Here’s an important lesson to never underestimate the ingenuity and tenacity of kids who can’t be bothered to go to school. British teenagers are reportedly using TikTok to learn how to hack lateral flow coronavirus tests to give them what look like false positive results—which can then potentially force their entire classes to stay at home.
According to the i newspaper, wily teens have soaked tests in a dizzying array of liquids to see which might create the appearance of a positive test—Coca-Cola, hand sanitizer, and lemon juice have all appeared in clips.
Videos uploaded with the #fakecovidtest have been reportedly been viewed more than 6.5 million times in recent months. One of them shows a seemingly positive result with the caption: “Who knew using blackcurrant on a lateral flow covid test will give a positive result? Thank me later.”
One school in Liverpool that had to send classes home after positive tests reportedly sent an email to parents warning them about the trend. It read: “Nationally, some school students have discovered that placing droplets of orange juice or other fruit juice on an LFD test gets a false ‘positive’ result... Be extra vigilant when your child is doing their LFD tests.”

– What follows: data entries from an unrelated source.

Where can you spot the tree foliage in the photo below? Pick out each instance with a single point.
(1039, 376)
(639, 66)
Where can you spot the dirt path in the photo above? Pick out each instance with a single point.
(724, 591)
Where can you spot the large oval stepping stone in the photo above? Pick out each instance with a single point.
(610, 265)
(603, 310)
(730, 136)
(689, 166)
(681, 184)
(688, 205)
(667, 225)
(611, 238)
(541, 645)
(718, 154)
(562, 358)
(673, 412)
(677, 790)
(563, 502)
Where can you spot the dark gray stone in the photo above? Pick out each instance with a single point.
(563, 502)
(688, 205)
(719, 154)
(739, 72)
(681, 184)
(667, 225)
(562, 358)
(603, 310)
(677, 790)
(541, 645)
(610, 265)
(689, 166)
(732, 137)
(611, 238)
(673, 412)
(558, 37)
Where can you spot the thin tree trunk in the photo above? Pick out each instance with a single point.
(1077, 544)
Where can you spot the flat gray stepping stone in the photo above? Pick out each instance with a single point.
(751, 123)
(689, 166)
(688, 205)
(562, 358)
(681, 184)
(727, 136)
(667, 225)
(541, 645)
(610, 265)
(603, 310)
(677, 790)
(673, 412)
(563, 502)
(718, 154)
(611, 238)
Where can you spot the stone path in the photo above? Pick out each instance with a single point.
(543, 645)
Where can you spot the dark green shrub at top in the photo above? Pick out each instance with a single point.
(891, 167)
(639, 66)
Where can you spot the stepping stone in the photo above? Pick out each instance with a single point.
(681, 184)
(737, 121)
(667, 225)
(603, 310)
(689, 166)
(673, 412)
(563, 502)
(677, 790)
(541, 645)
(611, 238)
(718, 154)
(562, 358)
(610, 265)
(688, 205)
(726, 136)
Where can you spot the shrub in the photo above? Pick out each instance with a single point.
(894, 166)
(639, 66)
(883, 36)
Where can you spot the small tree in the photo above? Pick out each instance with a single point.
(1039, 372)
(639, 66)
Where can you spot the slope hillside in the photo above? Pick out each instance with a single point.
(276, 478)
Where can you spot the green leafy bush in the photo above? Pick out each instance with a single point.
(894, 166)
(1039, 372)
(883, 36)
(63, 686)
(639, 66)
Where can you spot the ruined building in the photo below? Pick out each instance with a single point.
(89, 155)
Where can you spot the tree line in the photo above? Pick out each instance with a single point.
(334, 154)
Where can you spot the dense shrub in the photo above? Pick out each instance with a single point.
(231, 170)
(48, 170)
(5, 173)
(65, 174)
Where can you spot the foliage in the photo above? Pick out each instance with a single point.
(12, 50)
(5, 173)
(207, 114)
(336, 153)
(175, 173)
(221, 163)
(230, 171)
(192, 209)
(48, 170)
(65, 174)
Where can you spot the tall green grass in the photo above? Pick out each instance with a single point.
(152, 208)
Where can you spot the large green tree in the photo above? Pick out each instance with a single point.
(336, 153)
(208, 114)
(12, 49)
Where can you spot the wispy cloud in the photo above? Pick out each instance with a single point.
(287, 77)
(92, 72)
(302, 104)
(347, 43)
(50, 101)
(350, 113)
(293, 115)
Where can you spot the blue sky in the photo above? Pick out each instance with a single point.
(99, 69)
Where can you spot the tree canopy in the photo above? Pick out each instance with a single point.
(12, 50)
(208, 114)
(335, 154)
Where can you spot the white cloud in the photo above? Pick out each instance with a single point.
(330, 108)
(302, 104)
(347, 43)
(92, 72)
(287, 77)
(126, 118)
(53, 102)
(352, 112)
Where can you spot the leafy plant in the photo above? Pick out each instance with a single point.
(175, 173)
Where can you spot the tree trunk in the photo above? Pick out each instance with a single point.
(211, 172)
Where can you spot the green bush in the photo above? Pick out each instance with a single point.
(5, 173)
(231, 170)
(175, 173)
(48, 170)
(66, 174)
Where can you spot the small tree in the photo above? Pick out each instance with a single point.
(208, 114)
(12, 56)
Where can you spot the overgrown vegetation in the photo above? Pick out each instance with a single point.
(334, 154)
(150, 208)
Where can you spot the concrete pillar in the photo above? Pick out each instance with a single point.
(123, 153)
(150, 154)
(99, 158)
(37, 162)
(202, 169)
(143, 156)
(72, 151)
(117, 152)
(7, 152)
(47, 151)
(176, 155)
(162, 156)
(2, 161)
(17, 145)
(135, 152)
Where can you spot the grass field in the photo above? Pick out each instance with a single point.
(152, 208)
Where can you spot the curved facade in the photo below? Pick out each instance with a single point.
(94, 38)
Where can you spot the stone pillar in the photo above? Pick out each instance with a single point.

The fact-checking site Full Fact has reported that people appear to have worked out how to break the tests by using liquids that are much more acidic than a human nasal or throat swab. The acids can then create results that look positive, although, in reality, the test has just been broken. It’s very rare for a lateral flow test to give a real false positive result.
Alexander Edwards, a professor of biomedical technology at the University of Reading, told the site that he doesn’t think the apparent hack is a serious design flaw, commenting: “If you completely ignore the manufacturer’s instructions or in fact use the test for something completely different, then you shouldn’t really be surprised if you get a silly result.”
Edwards went on to provide this effective comparison: “It’s a bit like saying your fire alarm is not very accurate because when I hold a lighter under it, it goes off—but there isn’t a fire in the house!”
Geoff Barton, the chief of Britain’s Association of School and College Leaders, told the newspaper that the mischievous teens hacking the test appeared to be in a “very small minority.” He added: “However, we would urge parents to ensure that tests are not being misused, and we would suggest to pupils who are interested in chemical reactions that the best place to learn about them is in chemistry lessons in school.”
A spokesperson for the U.K. government apparently failed to see the funny side of the sneaky teens, commenting in a statement: “It is imperative that everyone using lateral flow devices uses them in the correct way to ensure we can control and slow the spread of COVID-19.”